Privacy or security incidents involving protected health information (PHI) are complex—often more so than incidents involving other data types. The health risks to affected individuals if their PHI is compromised have resulted in a complex, sometimes conflicting, web of regulations.

RADAR® is an award-winning software that simplifies the complexities of incident response management for HIPAA covered entities and business associates, to help ensure regulatory compliance and reduce data breach risks for these healthcare organizations and their patients.

State and federal breach notification laws—a chokehold of regulations

The regulations for safeguarding PHI are extensive, strict, and specific.  On the federal level is the HIPAA Final Rule (also referred to as the HIPAA Omnibus Rule), based on the HITECH (Health Information Technology for Economic and Clinical Health) Act, that is enforceable by the U.S. Department of Health and Human Services (HHS) Office for Civil Rights (OCR).

The HIPAA Final Rule modifies breach notification regulations. It replaces the Interim Final Rule's “harm threshold” standard as the basis for determining if a security or privacy incident is a reportable breach with a new "compromise" standard. This new standard includes four factors, which are the basis of a required incident risk assessment. The burden of proof, as always, rests with the healthcare organization.

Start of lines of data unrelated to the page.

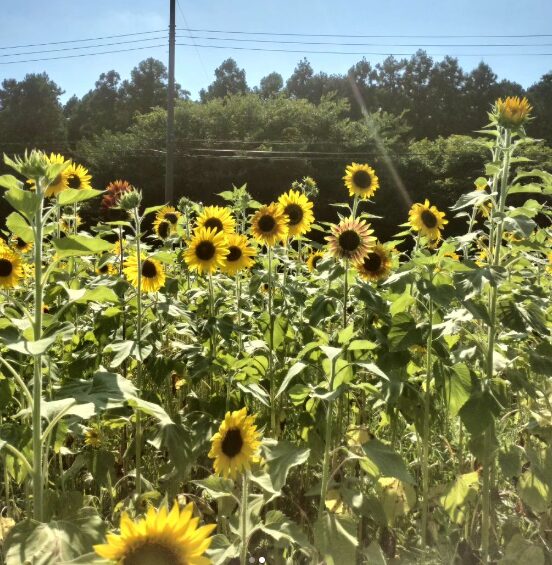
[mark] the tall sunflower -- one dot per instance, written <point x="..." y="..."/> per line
<point x="153" y="274"/>
<point x="361" y="180"/>
<point x="77" y="177"/>
<point x="216" y="218"/>
<point x="162" y="538"/>
<point x="427" y="220"/>
<point x="298" y="208"/>
<point x="351" y="239"/>
<point x="239" y="254"/>
<point x="235" y="445"/>
<point x="11" y="269"/>
<point x="206" y="250"/>
<point x="270" y="224"/>
<point x="376" y="265"/>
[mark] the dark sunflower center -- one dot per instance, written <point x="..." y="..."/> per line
<point x="294" y="213"/>
<point x="234" y="253"/>
<point x="232" y="443"/>
<point x="163" y="229"/>
<point x="372" y="262"/>
<point x="73" y="181"/>
<point x="349" y="240"/>
<point x="205" y="251"/>
<point x="148" y="269"/>
<point x="152" y="553"/>
<point x="266" y="223"/>
<point x="429" y="219"/>
<point x="213" y="223"/>
<point x="6" y="267"/>
<point x="362" y="179"/>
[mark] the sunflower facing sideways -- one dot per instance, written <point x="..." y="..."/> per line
<point x="270" y="224"/>
<point x="239" y="254"/>
<point x="427" y="220"/>
<point x="376" y="265"/>
<point x="153" y="274"/>
<point x="206" y="251"/>
<point x="351" y="239"/>
<point x="11" y="269"/>
<point x="298" y="209"/>
<point x="216" y="218"/>
<point x="163" y="538"/>
<point x="361" y="180"/>
<point x="235" y="445"/>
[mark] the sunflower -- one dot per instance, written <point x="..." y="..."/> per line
<point x="512" y="112"/>
<point x="113" y="193"/>
<point x="376" y="265"/>
<point x="20" y="244"/>
<point x="235" y="445"/>
<point x="313" y="259"/>
<point x="217" y="218"/>
<point x="270" y="224"/>
<point x="351" y="239"/>
<point x="168" y="214"/>
<point x="207" y="250"/>
<point x="427" y="220"/>
<point x="361" y="180"/>
<point x="77" y="177"/>
<point x="153" y="275"/>
<point x="162" y="538"/>
<point x="298" y="208"/>
<point x="60" y="183"/>
<point x="239" y="254"/>
<point x="11" y="269"/>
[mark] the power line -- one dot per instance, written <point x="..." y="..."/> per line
<point x="82" y="40"/>
<point x="349" y="35"/>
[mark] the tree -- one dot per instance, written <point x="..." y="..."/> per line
<point x="229" y="79"/>
<point x="30" y="112"/>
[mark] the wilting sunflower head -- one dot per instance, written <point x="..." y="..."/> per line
<point x="351" y="239"/>
<point x="376" y="264"/>
<point x="206" y="250"/>
<point x="113" y="193"/>
<point x="161" y="538"/>
<point x="512" y="112"/>
<point x="216" y="218"/>
<point x="236" y="445"/>
<point x="361" y="180"/>
<point x="427" y="220"/>
<point x="269" y="225"/>
<point x="298" y="209"/>
<point x="313" y="259"/>
<point x="77" y="177"/>
<point x="239" y="254"/>
<point x="11" y="269"/>
<point x="153" y="274"/>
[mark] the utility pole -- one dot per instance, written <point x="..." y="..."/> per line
<point x="169" y="165"/>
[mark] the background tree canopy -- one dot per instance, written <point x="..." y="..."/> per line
<point x="418" y="116"/>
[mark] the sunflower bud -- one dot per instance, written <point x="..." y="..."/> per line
<point x="511" y="113"/>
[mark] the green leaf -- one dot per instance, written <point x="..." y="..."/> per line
<point x="81" y="245"/>
<point x="335" y="537"/>
<point x="381" y="461"/>
<point x="280" y="458"/>
<point x="74" y="195"/>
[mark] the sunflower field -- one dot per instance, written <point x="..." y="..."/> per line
<point x="239" y="383"/>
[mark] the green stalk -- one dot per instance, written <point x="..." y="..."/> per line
<point x="38" y="481"/>
<point x="243" y="520"/>
<point x="491" y="338"/>
<point x="425" y="434"/>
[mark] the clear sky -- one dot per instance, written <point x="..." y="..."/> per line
<point x="34" y="21"/>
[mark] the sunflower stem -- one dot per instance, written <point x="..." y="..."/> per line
<point x="243" y="520"/>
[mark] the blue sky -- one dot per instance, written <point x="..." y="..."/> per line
<point x="33" y="21"/>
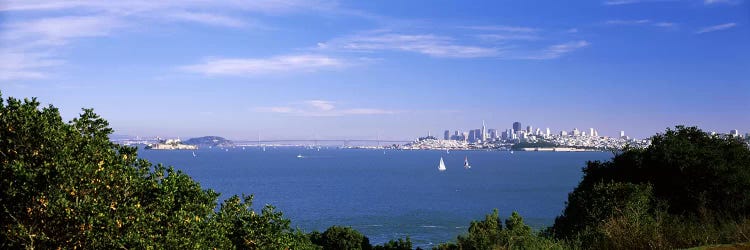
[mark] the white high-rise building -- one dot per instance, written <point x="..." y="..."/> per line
<point x="734" y="133"/>
<point x="484" y="132"/>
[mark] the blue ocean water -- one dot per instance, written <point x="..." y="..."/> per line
<point x="389" y="194"/>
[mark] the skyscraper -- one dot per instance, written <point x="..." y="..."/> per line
<point x="516" y="127"/>
<point x="734" y="133"/>
<point x="484" y="132"/>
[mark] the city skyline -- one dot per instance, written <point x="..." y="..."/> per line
<point x="391" y="69"/>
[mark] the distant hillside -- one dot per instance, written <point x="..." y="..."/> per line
<point x="214" y="141"/>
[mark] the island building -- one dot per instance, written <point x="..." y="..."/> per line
<point x="171" y="144"/>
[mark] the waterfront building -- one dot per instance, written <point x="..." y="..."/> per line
<point x="734" y="133"/>
<point x="492" y="133"/>
<point x="484" y="132"/>
<point x="516" y="127"/>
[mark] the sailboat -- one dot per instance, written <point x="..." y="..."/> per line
<point x="441" y="167"/>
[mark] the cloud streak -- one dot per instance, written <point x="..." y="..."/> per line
<point x="321" y="108"/>
<point x="427" y="44"/>
<point x="637" y="22"/>
<point x="558" y="50"/>
<point x="256" y="66"/>
<point x="719" y="27"/>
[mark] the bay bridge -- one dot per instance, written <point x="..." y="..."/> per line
<point x="344" y="142"/>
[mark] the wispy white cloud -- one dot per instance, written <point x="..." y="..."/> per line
<point x="624" y="2"/>
<point x="321" y="108"/>
<point x="731" y="2"/>
<point x="138" y="6"/>
<point x="558" y="50"/>
<point x="255" y="66"/>
<point x="59" y="30"/>
<point x="664" y="24"/>
<point x="24" y="65"/>
<point x="31" y="45"/>
<point x="504" y="28"/>
<point x="506" y="37"/>
<point x="621" y="2"/>
<point x="208" y="18"/>
<point x="716" y="28"/>
<point x="427" y="44"/>
<point x="627" y="22"/>
<point x="636" y="22"/>
<point x="39" y="37"/>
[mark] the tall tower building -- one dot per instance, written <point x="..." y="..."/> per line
<point x="484" y="132"/>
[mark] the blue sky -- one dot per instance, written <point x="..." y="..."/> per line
<point x="397" y="69"/>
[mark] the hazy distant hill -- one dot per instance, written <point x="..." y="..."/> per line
<point x="214" y="141"/>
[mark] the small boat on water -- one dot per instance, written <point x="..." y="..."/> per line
<point x="441" y="166"/>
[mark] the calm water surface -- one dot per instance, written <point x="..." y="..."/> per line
<point x="389" y="194"/>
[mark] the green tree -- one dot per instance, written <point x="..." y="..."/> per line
<point x="656" y="196"/>
<point x="337" y="237"/>
<point x="65" y="185"/>
<point x="400" y="244"/>
<point x="490" y="234"/>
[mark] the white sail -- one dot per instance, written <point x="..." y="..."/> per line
<point x="441" y="167"/>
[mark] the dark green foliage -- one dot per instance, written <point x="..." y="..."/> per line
<point x="539" y="144"/>
<point x="337" y="237"/>
<point x="663" y="195"/>
<point x="400" y="244"/>
<point x="65" y="185"/>
<point x="490" y="234"/>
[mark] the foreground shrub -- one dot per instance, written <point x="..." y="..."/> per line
<point x="65" y="185"/>
<point x="490" y="234"/>
<point x="688" y="188"/>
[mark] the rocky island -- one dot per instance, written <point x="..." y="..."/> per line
<point x="210" y="141"/>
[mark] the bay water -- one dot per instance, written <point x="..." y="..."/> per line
<point x="389" y="194"/>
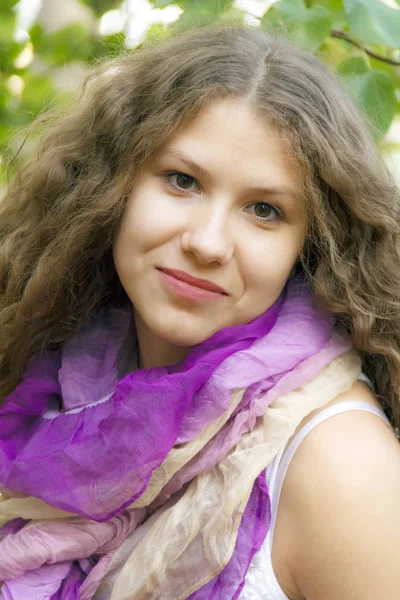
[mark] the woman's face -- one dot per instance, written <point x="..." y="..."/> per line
<point x="220" y="202"/>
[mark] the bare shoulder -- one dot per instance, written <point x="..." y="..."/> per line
<point x="341" y="503"/>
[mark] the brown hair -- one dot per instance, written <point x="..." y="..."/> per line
<point x="61" y="214"/>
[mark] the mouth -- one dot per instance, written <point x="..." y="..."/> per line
<point x="194" y="282"/>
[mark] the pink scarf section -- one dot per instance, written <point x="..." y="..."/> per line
<point x="39" y="555"/>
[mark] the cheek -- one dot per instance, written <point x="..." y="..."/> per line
<point x="268" y="264"/>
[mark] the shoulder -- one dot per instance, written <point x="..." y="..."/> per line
<point x="344" y="512"/>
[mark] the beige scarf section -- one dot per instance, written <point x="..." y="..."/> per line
<point x="190" y="539"/>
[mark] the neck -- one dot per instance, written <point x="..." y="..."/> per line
<point x="153" y="351"/>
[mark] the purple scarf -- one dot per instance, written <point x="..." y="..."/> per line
<point x="87" y="442"/>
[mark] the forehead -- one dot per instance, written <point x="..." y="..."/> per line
<point x="230" y="131"/>
<point x="230" y="141"/>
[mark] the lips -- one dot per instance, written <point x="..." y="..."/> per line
<point x="203" y="284"/>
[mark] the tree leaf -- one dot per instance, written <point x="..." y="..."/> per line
<point x="354" y="65"/>
<point x="308" y="26"/>
<point x="375" y="94"/>
<point x="162" y="3"/>
<point x="373" y="21"/>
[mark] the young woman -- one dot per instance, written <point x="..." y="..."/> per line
<point x="200" y="312"/>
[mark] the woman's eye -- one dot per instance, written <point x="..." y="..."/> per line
<point x="266" y="212"/>
<point x="181" y="181"/>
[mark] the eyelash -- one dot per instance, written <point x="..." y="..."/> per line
<point x="168" y="178"/>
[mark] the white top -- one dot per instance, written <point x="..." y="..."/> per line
<point x="261" y="583"/>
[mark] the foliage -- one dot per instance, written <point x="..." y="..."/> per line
<point x="360" y="39"/>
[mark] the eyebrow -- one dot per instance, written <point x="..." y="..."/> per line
<point x="286" y="191"/>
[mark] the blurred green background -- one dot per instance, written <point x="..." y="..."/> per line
<point x="46" y="47"/>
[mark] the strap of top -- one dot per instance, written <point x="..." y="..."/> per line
<point x="283" y="459"/>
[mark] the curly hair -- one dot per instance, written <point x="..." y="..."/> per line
<point x="61" y="213"/>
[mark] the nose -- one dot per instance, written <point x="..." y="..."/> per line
<point x="207" y="236"/>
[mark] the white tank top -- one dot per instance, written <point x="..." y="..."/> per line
<point x="261" y="583"/>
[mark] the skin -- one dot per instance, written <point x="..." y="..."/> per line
<point x="222" y="228"/>
<point x="338" y="524"/>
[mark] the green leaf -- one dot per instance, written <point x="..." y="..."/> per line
<point x="65" y="45"/>
<point x="375" y="93"/>
<point x="7" y="6"/>
<point x="308" y="26"/>
<point x="354" y="65"/>
<point x="162" y="3"/>
<point x="207" y="8"/>
<point x="373" y="21"/>
<point x="99" y="7"/>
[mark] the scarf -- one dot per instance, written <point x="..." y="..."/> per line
<point x="152" y="485"/>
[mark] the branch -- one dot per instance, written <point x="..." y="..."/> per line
<point x="342" y="35"/>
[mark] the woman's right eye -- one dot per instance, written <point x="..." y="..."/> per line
<point x="182" y="181"/>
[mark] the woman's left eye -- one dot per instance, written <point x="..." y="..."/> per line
<point x="265" y="212"/>
<point x="182" y="181"/>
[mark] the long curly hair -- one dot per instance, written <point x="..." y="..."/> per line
<point x="61" y="213"/>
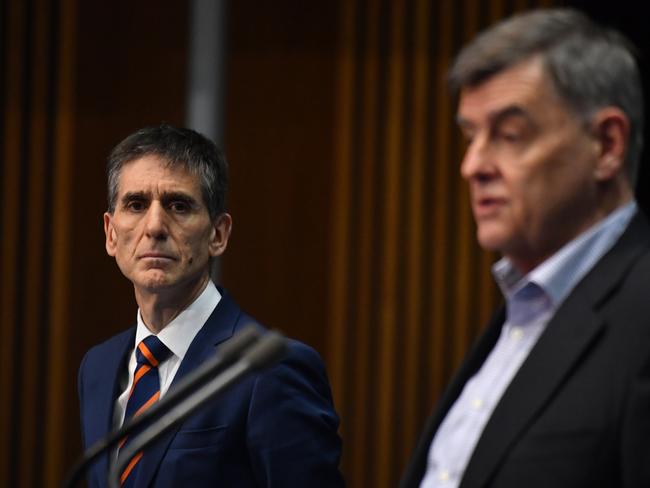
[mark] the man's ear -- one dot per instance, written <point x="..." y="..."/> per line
<point x="221" y="228"/>
<point x="611" y="128"/>
<point x="111" y="236"/>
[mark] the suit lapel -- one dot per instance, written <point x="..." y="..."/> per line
<point x="105" y="390"/>
<point x="220" y="326"/>
<point x="575" y="327"/>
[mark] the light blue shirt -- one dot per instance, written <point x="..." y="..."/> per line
<point x="531" y="302"/>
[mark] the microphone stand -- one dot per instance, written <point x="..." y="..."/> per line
<point x="267" y="351"/>
<point x="226" y="354"/>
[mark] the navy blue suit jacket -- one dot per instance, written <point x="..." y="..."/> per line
<point x="275" y="429"/>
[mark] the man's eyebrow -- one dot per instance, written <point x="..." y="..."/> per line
<point x="135" y="195"/>
<point x="177" y="195"/>
<point x="498" y="116"/>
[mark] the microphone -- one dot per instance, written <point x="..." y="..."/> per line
<point x="271" y="348"/>
<point x="226" y="354"/>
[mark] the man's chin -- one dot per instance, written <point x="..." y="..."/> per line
<point x="491" y="239"/>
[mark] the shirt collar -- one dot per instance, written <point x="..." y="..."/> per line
<point x="561" y="272"/>
<point x="180" y="332"/>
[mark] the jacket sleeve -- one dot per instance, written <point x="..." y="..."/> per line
<point x="292" y="426"/>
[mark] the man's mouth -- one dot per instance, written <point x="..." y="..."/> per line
<point x="487" y="206"/>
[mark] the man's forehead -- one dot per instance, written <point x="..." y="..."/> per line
<point x="155" y="173"/>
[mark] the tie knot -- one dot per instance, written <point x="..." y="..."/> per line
<point x="151" y="351"/>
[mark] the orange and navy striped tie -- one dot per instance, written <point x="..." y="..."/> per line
<point x="144" y="393"/>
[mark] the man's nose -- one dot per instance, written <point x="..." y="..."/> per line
<point x="478" y="160"/>
<point x="156" y="225"/>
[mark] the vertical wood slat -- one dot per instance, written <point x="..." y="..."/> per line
<point x="12" y="121"/>
<point x="442" y="166"/>
<point x="361" y="428"/>
<point x="32" y="357"/>
<point x="59" y="365"/>
<point x="415" y="213"/>
<point x="392" y="236"/>
<point x="30" y="351"/>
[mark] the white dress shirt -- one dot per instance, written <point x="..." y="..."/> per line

In addition, 47 states have their own breach notification regulations. Achieving regulatory compliance and avoiding costly fines and lawsuits—and protecting patients’ financial, medical, and reputational health—has never been more complex.

Rely on RADAR for compliant, efficient incident response management

RADAR has helped numerous healthcare covered entities and their business associates successfully manage their response to privacy or security incidents involving PHI. RADAR provides:

  • Breach guidance using the latest breach notification laws, including the HIPAA Final Rule and state laws.
  • A consistent, defensible, and repeatable method for incident risk assessments as required by law.
  • Expedited reporting to HHS.
  • “Burden of proof” for OCR auditors and other regulators.
  • Collaborative workflow and recommended actions for a compliant response.